As the economy continues to rise and fall, companies have begun to stop offering their employees stock options as part of their benefit packages. Some companies have stopped to save money. There are other reasons that have caused employers to no longer offer stock options. Learn more:


The stock’s value can rise and fall and if it falls severely, employees may not have enough time to sell their stock. Regardless, the company’s accountants still have to record all related expenses, which may lead to shareholders facing option overhang.


Employees no longer feel comfortable with stock options as a form of compensation, because they know the stock market can cause their options to lose value. They see options as playing at a Vegas Casino, instead of receiving guaranteed money. The financial costs related to the options can sometimes outweigh the benefits. Employees have often preferred a pay raise, therefore if the company elects to get rid of options, they will have the money to offer pay raises.

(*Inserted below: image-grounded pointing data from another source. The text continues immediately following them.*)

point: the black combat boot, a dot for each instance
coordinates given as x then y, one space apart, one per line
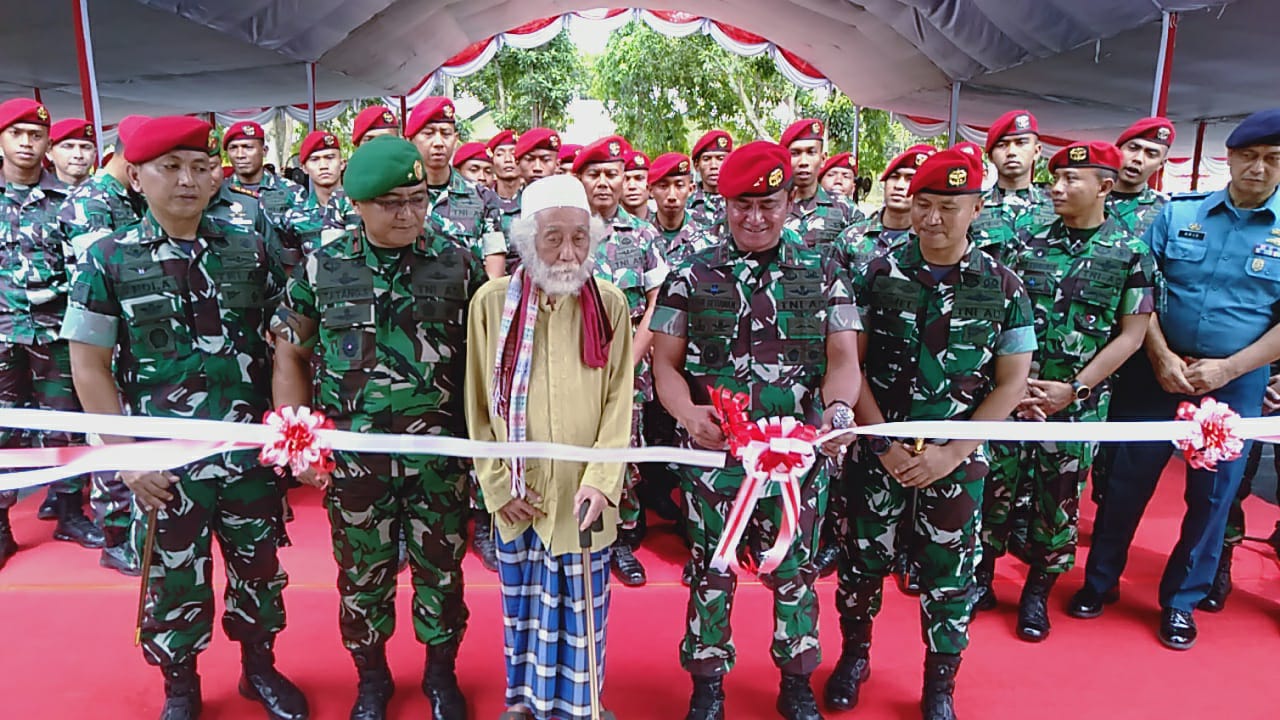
375 687
483 541
853 669
708 698
181 691
72 523
795 698
940 686
440 683
1033 623
983 578
8 546
261 682
1216 598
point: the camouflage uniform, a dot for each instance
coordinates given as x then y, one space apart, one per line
759 331
190 332
630 256
92 212
35 364
822 218
705 208
932 350
388 328
1079 290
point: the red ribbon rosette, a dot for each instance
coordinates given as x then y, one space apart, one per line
1214 436
296 443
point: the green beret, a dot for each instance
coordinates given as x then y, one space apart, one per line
380 165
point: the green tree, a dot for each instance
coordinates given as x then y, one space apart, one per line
526 89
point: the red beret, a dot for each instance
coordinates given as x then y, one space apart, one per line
714 141
670 164
912 158
375 117
1156 130
611 149
71 128
568 153
504 137
755 169
839 160
950 172
536 139
1014 122
471 151
636 160
314 141
164 135
1101 155
22 110
808 128
430 110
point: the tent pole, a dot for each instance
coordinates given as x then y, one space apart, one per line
87 72
954 119
1164 64
311 96
1197 155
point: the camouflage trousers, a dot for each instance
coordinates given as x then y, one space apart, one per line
242 511
1054 474
944 545
370 500
708 643
37 376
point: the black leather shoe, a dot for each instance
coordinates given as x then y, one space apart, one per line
49 507
626 568
1033 623
708 698
72 523
853 669
1176 629
181 692
263 683
375 688
119 557
8 546
1087 604
440 683
1216 598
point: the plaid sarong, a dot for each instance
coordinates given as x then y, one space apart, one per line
544 630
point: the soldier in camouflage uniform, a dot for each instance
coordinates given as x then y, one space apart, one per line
170 315
949 338
1143 147
630 256
383 310
707 205
432 127
818 217
766 315
327 205
104 204
250 183
1091 282
35 368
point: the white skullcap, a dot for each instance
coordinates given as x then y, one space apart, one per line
553 191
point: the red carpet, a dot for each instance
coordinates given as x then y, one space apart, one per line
68 629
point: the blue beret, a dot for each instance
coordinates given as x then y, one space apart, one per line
1258 128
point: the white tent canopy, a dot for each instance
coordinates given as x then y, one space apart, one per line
1084 67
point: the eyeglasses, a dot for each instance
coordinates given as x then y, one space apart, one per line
414 203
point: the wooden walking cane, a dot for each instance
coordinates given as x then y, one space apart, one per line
584 541
147 546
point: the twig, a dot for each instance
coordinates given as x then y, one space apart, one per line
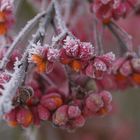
18 76
28 27
97 37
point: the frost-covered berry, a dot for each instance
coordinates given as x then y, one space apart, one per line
60 117
24 117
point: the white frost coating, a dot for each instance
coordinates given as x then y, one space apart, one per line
6 5
35 49
10 88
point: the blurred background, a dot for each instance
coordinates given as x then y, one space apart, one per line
123 123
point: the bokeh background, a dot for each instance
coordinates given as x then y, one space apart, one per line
123 123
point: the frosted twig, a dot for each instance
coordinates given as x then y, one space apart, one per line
60 20
10 88
97 37
56 39
28 27
18 76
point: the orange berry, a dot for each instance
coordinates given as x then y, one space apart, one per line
136 78
12 123
76 65
41 63
3 26
120 77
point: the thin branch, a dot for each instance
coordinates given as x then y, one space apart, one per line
98 37
18 76
23 33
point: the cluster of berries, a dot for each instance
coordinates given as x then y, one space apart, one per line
34 105
6 16
125 73
80 56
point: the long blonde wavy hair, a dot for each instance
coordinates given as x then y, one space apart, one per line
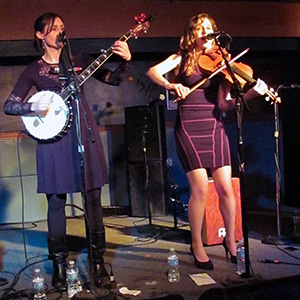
188 42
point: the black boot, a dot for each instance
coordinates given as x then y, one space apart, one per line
101 277
58 252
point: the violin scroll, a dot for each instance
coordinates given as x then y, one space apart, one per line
272 96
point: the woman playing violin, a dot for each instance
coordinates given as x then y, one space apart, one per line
201 141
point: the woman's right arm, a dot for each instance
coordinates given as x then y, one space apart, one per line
156 75
16 103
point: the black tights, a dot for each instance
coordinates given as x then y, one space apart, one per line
57 216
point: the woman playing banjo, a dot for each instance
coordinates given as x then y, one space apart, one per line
58 160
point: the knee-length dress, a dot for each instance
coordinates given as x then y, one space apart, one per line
59 163
201 140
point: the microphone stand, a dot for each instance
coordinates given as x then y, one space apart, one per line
149 228
240 103
66 57
277 239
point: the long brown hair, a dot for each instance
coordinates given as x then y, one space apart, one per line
39 25
188 42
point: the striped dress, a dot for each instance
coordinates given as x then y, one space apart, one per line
201 140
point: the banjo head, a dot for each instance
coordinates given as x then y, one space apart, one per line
50 124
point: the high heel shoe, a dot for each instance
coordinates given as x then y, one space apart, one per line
208 265
232 257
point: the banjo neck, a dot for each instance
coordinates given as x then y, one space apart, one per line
94 66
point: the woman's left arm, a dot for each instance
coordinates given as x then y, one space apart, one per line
226 102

While some may criticize the options, some have decided to stay with them over offering pay raises. With stock options, employees receive the same compensation. Stock options are easier to understand for employees. Stock options value only increases when the company’s value increases. This encourages employees to work harder and find creative ways to increase the stock value.


Jeremy L. Goldstein is a top New York corporate lawyer, with more than 15 years of experience. He specializes in corporate governance and executive compensation. Jeremy Goldstein has been a key player in many of the country’s major corporate transactions. He is the co-founder of boutique law firm Jeremy L. Goldstein and Associates. Jeremy Goldstein is based in New York City and continues to help companies thrive in this uncertain economy. Goldstein continues to provide legal advice to individuals.